First, we show that the sum is at most $1008$ and at least $-1008$. Indeed, suppose that there are $a$ numbers $+1$ in $2018$ given numbers and $b$ products equal $-1$. Then the sum of $2018$ given numbers is $a+(-1)(2018-a)=2a-2018$, and sum of $2018$ products is $$(2018-b)+(-1)b=2018-2b.$$ Since $2018-2b<0$ we have $b\ge 1010$. And because each product of $-1$ comes from one $1$ and one $-1$, and one $-1$ can contribute to at most two $-1$ products.

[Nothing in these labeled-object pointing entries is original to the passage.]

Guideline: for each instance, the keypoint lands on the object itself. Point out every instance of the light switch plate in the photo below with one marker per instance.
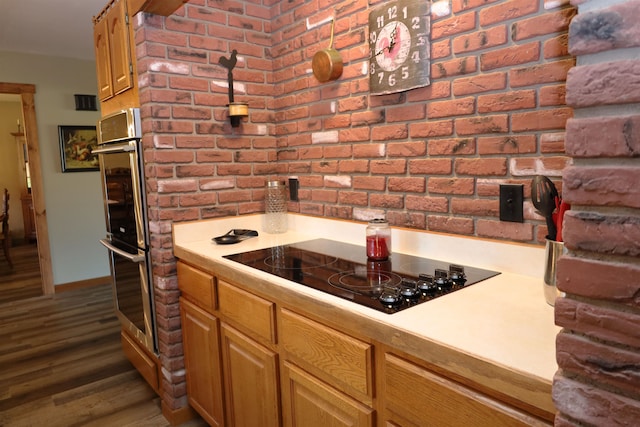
(511, 202)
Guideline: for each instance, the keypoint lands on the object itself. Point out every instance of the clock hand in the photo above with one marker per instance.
(392, 43)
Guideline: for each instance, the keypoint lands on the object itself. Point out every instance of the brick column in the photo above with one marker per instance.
(598, 351)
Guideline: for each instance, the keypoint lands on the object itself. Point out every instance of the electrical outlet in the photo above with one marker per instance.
(511, 202)
(293, 189)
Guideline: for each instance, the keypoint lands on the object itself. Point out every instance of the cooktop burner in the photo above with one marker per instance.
(343, 270)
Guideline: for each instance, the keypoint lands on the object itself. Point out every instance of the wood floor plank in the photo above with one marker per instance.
(62, 365)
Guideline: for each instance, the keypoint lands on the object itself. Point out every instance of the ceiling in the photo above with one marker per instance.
(49, 27)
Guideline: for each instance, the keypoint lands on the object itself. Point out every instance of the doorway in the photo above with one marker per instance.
(26, 92)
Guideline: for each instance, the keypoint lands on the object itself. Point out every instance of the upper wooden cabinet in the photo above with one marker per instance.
(113, 51)
(114, 47)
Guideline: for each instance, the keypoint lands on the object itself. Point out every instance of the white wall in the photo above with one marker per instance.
(74, 206)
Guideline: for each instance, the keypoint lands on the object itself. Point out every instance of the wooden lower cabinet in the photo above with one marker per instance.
(251, 381)
(201, 339)
(254, 361)
(308, 402)
(414, 396)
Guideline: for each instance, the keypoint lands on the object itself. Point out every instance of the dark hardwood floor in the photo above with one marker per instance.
(61, 363)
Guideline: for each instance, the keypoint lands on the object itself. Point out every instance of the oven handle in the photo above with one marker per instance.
(116, 149)
(127, 255)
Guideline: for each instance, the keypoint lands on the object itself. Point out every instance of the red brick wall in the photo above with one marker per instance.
(430, 158)
(598, 351)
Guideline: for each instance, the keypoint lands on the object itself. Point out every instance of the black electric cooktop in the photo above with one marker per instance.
(343, 270)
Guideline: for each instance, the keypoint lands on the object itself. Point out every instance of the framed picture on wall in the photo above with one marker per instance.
(76, 146)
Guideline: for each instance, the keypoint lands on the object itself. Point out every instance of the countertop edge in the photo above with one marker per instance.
(529, 389)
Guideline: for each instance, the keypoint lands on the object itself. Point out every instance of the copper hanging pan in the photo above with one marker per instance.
(327, 63)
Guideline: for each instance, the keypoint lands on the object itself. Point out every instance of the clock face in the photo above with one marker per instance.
(399, 46)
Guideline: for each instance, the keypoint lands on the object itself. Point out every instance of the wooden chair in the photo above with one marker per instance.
(5, 236)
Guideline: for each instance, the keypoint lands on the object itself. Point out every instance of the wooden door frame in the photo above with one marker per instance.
(26, 92)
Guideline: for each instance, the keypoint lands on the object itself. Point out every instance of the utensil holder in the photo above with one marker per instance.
(552, 252)
(275, 207)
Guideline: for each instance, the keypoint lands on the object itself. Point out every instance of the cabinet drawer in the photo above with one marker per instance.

Hence the number of $-1$ numbers is at least $1010/2=505$, or $2018-a\ge 505$. Hence $a\le 1513$, or $2a-2018\le 1008$. Similarly, each product of $-1$ comes from one $1$ and one $-1$, and one $1$ can contribute to at most two $-1$ products. Hence the number of $1$ numbers is also at least $505$. Hence, $a\ge 505$, or $2a-2018\ge -1008$. Combine these results, we showed that the sum is in range $[-1008,1008]$. It is clear that the sum is even, and we will show that the sum can be any even number in that range. We start from a configuration of $1009$ numbers of $+1$ and $1009$ numbers of $-1$ alternating around the circle. In this case, the sum of $2018$ numbers is $0$ and the sum of the product is $-2018$. On one way, we eventually change one $-1$ to one $1$ exactly $504$ times. Each time, the sum of $2018$ numbers increases by $2$, so the sum will increase from $0$ to $1008$. Besides, the sum of $2018$ products will increase by $4$ (two $-1$ products change to two $1$ products). Hence the sum of $2018$ products is at most $-2018+504\times 4<0$. On another way, we eventually change one $+1$ to one $-1$ exactly $504$ times. By doing these steps, the sum of $2018$ numbers will decrease from $0$ to $-1008$ and the sum of $2018$ products is always negative. Therefore, all even numbers from $-1008$ to $1008$ are obtainable.